Lim Sung-Joo, Shinn-Cunningham Barbara G, Perrachione Tyler K
Department of Speech, Language, and Hearing Sciences, Boston University, 635 Commonwealth Ave, Boston, MA, 02215, USA.
Biomedical Engineering, Boston University, Boston, MA, USA.
Atten Percept Psychophys. 2019 May;81(4):1167-1177. doi: 10.3758/s13414-019-01684-w.
Speech processing is slower and less accurate when listeners encounter speech from multiple talkers compared to one continuous talker. However, interference from multiple talkers has been investigated only using immediate speech recognition or long-term memory recognition tasks. These tasks reveal opposite effects of speech processing time on speech recognition - while fast processing of multi-talker speech impedes immediate recognition, it also results in more abstract and less talker-specific long-term memories for speech. Here, we investigated whether and how processing multi-talker speech disrupts working memory maintenance, an intermediate stage between perceptual recognition and long-term memory. In a digit sequence recall task, listeners encoded seven-digit sequences and recalled them after a 5-s delay. Sequences were spoken by either a single talker or multiple talkers at one of three presentation rates (0-, 200-, and 500-ms inter-digit intervals). Listeners' recall was slower and less accurate for sequences spoken by multiple talkers than a single talker. Especially for the fastest presentation rate, listeners were less efficient when recalling sequences spoken by multiple talkers. Our results reveal that talker-specificity effects for speech working memory are most prominent when listeners must rapidly encode speech. These results suggest that, like immediate speech recognition, working memory for speech is susceptible to interference from variability across talkers. While many studies ascribe effects of talker variability to the need to calibrate perception to talker-specific acoustics, these results are also consistent with the idea that a sudden change of talkers disrupts attentional focus, interfering with efficient working-memory processing.

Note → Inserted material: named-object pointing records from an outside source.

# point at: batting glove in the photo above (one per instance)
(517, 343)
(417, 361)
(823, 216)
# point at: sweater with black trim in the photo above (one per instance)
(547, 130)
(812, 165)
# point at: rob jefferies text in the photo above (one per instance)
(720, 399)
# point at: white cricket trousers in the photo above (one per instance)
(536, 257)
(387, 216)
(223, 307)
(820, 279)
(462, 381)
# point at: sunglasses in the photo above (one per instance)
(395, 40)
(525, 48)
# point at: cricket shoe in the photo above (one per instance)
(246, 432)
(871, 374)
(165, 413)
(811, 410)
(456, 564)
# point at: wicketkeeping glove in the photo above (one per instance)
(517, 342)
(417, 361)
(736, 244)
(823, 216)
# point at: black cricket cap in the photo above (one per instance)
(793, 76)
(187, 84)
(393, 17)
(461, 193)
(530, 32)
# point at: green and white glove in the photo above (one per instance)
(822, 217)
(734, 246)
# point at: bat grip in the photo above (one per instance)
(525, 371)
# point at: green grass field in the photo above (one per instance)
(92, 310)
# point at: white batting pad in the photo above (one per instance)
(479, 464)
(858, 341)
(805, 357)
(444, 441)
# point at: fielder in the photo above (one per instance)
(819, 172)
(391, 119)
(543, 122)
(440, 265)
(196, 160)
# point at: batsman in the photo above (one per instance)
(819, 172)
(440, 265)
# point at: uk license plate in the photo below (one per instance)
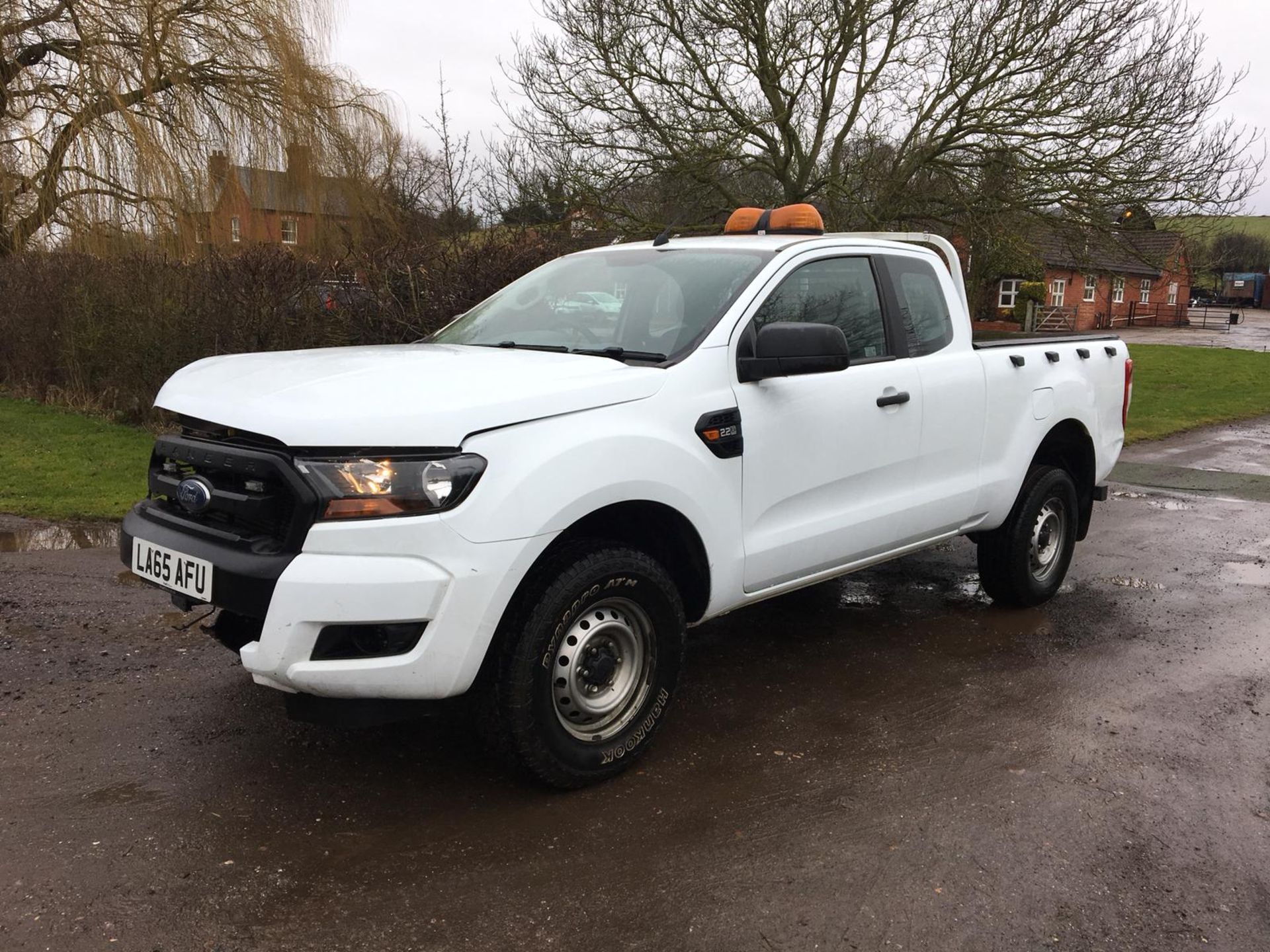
(173, 571)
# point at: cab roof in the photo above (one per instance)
(767, 243)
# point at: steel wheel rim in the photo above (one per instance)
(603, 668)
(1048, 539)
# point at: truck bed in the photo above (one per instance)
(1020, 339)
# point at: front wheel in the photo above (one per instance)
(1025, 560)
(589, 659)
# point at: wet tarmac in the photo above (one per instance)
(886, 762)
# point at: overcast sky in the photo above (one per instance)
(400, 46)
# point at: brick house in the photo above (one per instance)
(296, 207)
(1103, 280)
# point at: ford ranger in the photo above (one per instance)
(532, 506)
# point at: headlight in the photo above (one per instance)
(400, 485)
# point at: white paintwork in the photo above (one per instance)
(828, 483)
(407, 395)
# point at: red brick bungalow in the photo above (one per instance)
(296, 207)
(1104, 280)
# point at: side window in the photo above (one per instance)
(922, 305)
(839, 291)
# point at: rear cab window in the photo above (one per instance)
(839, 291)
(921, 302)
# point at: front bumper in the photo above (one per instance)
(243, 580)
(362, 573)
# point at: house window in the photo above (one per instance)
(1009, 292)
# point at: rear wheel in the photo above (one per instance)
(1025, 560)
(589, 659)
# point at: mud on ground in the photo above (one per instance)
(884, 762)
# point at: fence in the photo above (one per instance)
(1054, 319)
(1177, 317)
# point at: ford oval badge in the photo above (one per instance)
(194, 494)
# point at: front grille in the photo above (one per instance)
(258, 500)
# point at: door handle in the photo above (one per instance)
(892, 399)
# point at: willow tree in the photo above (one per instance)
(110, 107)
(888, 112)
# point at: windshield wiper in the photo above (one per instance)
(620, 353)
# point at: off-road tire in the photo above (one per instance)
(521, 688)
(1009, 555)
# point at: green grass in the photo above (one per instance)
(62, 465)
(1179, 389)
(1205, 226)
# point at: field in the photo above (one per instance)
(1203, 226)
(1179, 389)
(60, 465)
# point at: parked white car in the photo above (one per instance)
(534, 507)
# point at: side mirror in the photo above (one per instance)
(788, 348)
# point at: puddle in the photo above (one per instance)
(1134, 583)
(969, 588)
(1246, 573)
(857, 593)
(122, 795)
(54, 539)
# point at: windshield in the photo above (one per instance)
(648, 303)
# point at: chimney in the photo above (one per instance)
(299, 161)
(218, 168)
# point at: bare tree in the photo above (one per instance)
(456, 168)
(884, 111)
(108, 107)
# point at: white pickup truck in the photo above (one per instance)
(532, 506)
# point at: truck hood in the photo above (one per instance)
(403, 395)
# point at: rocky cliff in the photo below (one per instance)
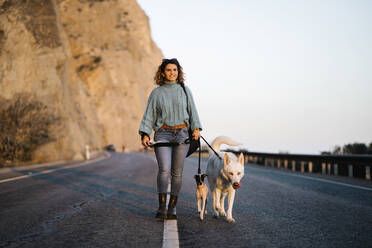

与一个持续讲话的人相比,当听众遇到多个讲话者的语音时,语音处理速度会变慢且准确性会降低。然而,对于多个讲话者的干扰,仅使用即时语音识别或长期记忆识别任务进行了研究。这些任务揭示了语音处理时间对语音识别的相反影响——虽然对多讲话者语音的快速处理会妨碍即时识别,但它也会导致对语音的更抽象且特定讲话者的长期记忆减少。在这里,我们研究了处理多讲话者语音是否以及如何破坏工作记忆维持,这是感知识别和长期记忆之间的一个中间阶段。在一个数字序列回忆任务中,听众对七位数序列进行编码,并在延迟5秒后回忆它们。序列由单个讲话者或多个讲话者以三种呈现速率之一说出(数字间间隔为0毫秒、200毫秒和500毫秒)。与单个讲话者说出的序列相比,听众对多个讲话者说出的序列的回忆更慢且准确性更低。特别是对于最快的呈现速率,听众在回忆多个讲话者说出的序列时效率较低。我们的结果表明,当听众必须快速编码语音时,语音工作记忆的特定讲话者效应最为突出。这些结果表明,与即时语音识别一样,语音工作记忆容易受到不同讲话者之间变异性的干扰。虽然许多研究将讲话者变异性的影响归因于需要根据特定讲话者的声学特征校准感知,但这些结果也与这样的观点一致,即讲话者的突然变化会破坏注意力焦点,干扰有效的工作记忆处理。